Glover does not shy away from bold interpretations, as in the case of what is by her own admission a risky reading of the gendered politics at play in the stories of mass rape perpetrated by a very horny moth in René Depestre’s Hadriana dans tous mes rêves (incidentally, I wonder what it would look like to read Depestre’s moth alongside the lascivious butterfly of Marie Chauvet’s La légende des fleurs).5 And then there is Jamaica Kincaid’s protagonist Xuela, whose graphic fantasy of murdering the children she refuses to have Glover reads as the character’s refusal of redemption.6 In reading, I struggled to see how this reclamation of the unredeemable is not akin to capitulation to the unhumaning (to borrow again from Macharia) discourse imposed by Man. Put as a question, When we know that Xuela fantasizes about murdering her children in the most gruesome way possible as a way to foreclose the future of the oppressive past, what then? I suppose it opens the way for imagining other futures untethered from that past. And I imagine too that Glover might say that we are able to see these futures not despite Xuela’s violence but because of it. Or is this instead, as Glover mobilizes Anne Anlin Cheng to affirm in the epigraph to the epilogue, a necessary risking of “the aporia of political uncertainty in order to reinvent the possibilities of the social?” (219). Kincaid, like all the other authors in this study, resolves no contradictions for us.

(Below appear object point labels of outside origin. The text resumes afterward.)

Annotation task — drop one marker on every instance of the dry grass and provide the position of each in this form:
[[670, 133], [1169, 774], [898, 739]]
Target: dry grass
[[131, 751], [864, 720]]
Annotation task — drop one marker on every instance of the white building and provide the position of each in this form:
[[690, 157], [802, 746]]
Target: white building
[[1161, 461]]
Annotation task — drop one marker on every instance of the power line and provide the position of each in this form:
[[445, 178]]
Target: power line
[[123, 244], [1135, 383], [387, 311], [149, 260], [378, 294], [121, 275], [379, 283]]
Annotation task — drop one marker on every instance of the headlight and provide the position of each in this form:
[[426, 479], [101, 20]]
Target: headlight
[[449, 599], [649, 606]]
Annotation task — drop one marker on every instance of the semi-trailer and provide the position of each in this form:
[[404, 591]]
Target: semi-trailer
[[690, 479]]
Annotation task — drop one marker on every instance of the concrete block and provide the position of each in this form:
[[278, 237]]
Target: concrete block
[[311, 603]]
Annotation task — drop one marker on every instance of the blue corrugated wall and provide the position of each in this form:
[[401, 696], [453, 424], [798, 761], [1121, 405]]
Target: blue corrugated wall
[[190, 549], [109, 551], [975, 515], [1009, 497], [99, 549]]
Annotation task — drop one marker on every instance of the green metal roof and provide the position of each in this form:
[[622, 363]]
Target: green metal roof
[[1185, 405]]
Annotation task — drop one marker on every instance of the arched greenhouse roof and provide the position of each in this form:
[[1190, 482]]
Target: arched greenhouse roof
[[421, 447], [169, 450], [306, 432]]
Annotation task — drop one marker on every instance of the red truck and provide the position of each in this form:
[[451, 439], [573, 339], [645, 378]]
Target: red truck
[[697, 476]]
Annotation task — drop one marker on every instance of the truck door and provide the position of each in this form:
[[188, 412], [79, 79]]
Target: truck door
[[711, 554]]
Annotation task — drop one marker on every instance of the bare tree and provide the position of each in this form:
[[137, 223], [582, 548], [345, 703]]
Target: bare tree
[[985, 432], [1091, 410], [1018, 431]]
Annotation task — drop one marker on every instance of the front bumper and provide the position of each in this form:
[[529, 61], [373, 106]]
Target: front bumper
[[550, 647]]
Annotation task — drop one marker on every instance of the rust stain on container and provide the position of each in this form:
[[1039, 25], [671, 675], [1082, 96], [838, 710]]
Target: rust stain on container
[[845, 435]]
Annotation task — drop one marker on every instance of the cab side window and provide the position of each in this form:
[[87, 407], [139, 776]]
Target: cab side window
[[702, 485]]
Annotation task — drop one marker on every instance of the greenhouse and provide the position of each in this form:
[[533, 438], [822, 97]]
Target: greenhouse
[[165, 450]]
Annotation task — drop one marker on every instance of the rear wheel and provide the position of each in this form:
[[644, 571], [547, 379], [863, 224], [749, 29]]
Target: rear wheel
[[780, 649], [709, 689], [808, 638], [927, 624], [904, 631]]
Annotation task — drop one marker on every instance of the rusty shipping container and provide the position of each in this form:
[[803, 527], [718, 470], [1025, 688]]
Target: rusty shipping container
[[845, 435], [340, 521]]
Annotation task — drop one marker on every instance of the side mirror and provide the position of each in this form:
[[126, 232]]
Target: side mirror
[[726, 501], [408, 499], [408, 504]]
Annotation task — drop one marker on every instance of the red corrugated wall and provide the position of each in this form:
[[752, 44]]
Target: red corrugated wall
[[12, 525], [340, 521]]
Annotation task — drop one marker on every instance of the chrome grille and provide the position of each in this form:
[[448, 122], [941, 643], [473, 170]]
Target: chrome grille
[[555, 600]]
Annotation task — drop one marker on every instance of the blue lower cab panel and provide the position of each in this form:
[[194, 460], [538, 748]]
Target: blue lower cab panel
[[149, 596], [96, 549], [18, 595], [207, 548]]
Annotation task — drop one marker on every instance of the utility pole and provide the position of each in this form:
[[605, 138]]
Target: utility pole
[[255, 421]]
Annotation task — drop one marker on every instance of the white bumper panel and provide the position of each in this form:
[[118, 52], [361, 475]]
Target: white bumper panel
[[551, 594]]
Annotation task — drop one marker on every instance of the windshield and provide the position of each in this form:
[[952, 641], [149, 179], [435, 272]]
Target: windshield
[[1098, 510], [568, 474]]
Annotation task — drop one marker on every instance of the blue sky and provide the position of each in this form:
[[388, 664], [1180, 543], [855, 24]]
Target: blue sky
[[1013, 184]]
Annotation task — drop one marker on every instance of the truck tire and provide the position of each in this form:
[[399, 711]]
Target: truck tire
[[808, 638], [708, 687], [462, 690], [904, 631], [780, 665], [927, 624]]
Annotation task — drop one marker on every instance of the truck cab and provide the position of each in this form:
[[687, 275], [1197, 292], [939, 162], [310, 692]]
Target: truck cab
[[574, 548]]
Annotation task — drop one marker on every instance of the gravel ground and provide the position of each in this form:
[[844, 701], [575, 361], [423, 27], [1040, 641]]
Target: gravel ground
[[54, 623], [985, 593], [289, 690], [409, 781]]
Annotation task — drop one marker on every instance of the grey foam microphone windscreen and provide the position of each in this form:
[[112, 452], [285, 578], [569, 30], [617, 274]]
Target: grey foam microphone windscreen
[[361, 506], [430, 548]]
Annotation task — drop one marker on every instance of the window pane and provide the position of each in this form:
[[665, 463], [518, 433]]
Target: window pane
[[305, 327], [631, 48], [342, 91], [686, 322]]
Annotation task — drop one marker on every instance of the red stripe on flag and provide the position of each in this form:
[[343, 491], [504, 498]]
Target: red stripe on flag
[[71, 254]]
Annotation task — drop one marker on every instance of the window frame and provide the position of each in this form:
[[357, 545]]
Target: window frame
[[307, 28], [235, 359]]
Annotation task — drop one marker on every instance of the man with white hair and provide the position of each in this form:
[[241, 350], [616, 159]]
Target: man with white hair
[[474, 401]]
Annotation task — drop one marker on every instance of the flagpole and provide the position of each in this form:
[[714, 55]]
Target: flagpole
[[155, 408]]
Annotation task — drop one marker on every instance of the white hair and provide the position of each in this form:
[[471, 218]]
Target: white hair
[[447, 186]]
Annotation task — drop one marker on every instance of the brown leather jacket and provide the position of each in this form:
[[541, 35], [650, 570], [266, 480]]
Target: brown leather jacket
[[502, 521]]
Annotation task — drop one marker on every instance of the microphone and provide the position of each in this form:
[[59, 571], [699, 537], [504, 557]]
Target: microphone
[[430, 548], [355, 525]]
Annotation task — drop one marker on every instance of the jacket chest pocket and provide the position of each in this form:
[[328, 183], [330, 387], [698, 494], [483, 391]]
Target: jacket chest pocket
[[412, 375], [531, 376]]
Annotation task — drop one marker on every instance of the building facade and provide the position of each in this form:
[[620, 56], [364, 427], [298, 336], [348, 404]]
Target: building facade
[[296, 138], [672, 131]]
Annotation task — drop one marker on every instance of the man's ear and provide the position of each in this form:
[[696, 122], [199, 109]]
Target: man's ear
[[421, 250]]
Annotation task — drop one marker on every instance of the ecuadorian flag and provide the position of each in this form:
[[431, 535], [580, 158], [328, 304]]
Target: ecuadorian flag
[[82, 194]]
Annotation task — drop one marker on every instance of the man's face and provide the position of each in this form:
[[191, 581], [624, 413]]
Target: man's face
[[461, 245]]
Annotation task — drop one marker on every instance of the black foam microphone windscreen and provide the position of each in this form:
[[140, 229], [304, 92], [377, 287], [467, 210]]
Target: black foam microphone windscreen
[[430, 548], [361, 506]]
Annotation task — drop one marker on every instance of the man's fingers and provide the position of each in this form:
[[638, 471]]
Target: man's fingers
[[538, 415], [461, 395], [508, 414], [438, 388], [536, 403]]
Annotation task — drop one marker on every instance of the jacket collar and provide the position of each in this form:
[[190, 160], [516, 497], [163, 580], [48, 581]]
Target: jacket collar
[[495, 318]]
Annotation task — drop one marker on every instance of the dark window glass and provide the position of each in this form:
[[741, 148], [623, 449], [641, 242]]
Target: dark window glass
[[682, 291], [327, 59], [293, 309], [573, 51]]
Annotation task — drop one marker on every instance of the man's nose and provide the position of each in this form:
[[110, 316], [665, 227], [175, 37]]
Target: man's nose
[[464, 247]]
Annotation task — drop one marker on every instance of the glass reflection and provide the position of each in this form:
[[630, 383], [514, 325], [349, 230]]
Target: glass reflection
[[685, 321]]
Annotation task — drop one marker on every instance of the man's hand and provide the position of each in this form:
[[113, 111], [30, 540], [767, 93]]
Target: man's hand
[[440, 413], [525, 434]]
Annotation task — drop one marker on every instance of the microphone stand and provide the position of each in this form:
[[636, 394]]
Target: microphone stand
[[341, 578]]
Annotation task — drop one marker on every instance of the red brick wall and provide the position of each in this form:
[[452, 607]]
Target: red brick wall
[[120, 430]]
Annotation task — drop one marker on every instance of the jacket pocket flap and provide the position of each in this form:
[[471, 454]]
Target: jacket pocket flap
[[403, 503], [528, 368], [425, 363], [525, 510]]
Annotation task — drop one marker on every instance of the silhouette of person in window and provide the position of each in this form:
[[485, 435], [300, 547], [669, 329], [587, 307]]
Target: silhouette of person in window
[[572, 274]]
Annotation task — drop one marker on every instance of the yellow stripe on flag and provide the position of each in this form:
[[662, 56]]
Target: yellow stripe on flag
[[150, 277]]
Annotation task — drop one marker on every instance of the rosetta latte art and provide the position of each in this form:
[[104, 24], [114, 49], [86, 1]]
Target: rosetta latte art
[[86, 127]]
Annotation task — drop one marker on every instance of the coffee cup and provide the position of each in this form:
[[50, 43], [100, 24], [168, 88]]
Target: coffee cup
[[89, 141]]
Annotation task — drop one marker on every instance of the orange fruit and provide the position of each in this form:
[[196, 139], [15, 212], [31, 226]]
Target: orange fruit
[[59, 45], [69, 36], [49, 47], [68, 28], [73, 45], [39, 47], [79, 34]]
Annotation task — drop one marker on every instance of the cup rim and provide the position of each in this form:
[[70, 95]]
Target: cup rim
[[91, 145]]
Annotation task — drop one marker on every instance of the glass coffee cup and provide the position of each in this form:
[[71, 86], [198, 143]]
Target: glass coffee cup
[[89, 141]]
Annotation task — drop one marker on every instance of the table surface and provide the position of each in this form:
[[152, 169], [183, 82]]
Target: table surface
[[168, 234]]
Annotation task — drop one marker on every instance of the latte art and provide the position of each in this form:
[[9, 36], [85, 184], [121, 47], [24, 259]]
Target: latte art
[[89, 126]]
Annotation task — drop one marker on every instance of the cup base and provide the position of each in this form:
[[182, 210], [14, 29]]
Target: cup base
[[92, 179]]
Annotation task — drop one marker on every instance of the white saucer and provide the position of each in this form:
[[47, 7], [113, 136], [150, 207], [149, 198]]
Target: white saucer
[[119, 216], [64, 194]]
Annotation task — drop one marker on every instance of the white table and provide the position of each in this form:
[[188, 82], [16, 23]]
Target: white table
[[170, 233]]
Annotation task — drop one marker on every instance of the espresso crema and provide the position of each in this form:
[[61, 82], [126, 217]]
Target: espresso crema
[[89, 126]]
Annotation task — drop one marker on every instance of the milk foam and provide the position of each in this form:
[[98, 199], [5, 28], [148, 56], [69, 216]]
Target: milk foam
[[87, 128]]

Might we locate Célanire too on the spectrum of self-regard? Undoubtedly, yes. If as a college senior I had had the language of disorder and self-love that Glover offers us today, I would have been a different student of Caribbean literature (and possibly a different person altogether). I might still have gone to the archives in search of a ghost, but likely armed with a different set of questions that would allow me to work with, rather than against, what I know now to be the productive destabilization of Condé’s trickster tales. But the possibilities that A Regarded Self offers for a much-needed rereading of the Caribbean literary canon extend far beyond Célanire cou-coupé. I wonder, for example, how Glover’s provocation could allow us to read Mayotte Capécia’s Je suis martiniquaise otherwise. By otherwise, I mean beyond the strictures of either joining her compatriot, Frantz Fanon, to condemn her as a race traitor for her disturbing pursuit of proximity to Whiteness through marriage and childbirth, or attempting to rescue her from Fanon’s ire. I am certain that it will yield us much if, with Glover’s book in hand, we return to Capécia and to the other Caribbean women who wreak havoc on demands of “allegiance to . . . moral principles and politicized practices” and meet them on their own terms (2).

Annette K. Joseph-Gabriel is the John Spencer Bassett Associate Professor of Romance Studies and an associate professor of Gender, Sexuality, and Feminist Studies at Duke University. Her research focuses on race, gender, and citizenship in France and the French-speaking regions of the Caribbean and Africa. She is the author of Reimagining Liberation: How Black Women Transformed Citizenship in the French Empire (University of Illinois Press, 2020).


[1] Maryse Condé, Célanire cou-coupé (Paris: Robert Laffont, 2000).

[2] Maryse Condé, Moi, Tituba, sorcière noire de Salem (Paris: Mercure de France, 1986); translated by Richard Philcox as I, Tituba, Black Witch of Salem (Charlottesville: University Press of Virginia, 1992).

[3] Keguro Macharia, “black (beyond negation),” New Inquiry, blogs, 26 May 2018, https://thenewinquiry.com/blog/black-beyond-negation/.

[4] Lotus and Lilith appear in, respectively, Marie Chauvet, Fille d’Haiti (Paris: Fasquelle, 1954); and Marlon James, The Book of Night Women (New York: Riverhead, 2009).

[5] René Depestre, Hadriana dans tous mes rêves (Paris: Gallimard, 1988); translated by Kaiama L. Glover as Hadriana in All My Dreams (New York: Akashic, 2017).

[6] Jamaica Kincaid, “Xuela,” New Yorker, 9 May 1994. The story later appears in Kincaid’s The Autobiography of My Mother (New York: Farrar, Straus and Giroux, 1996).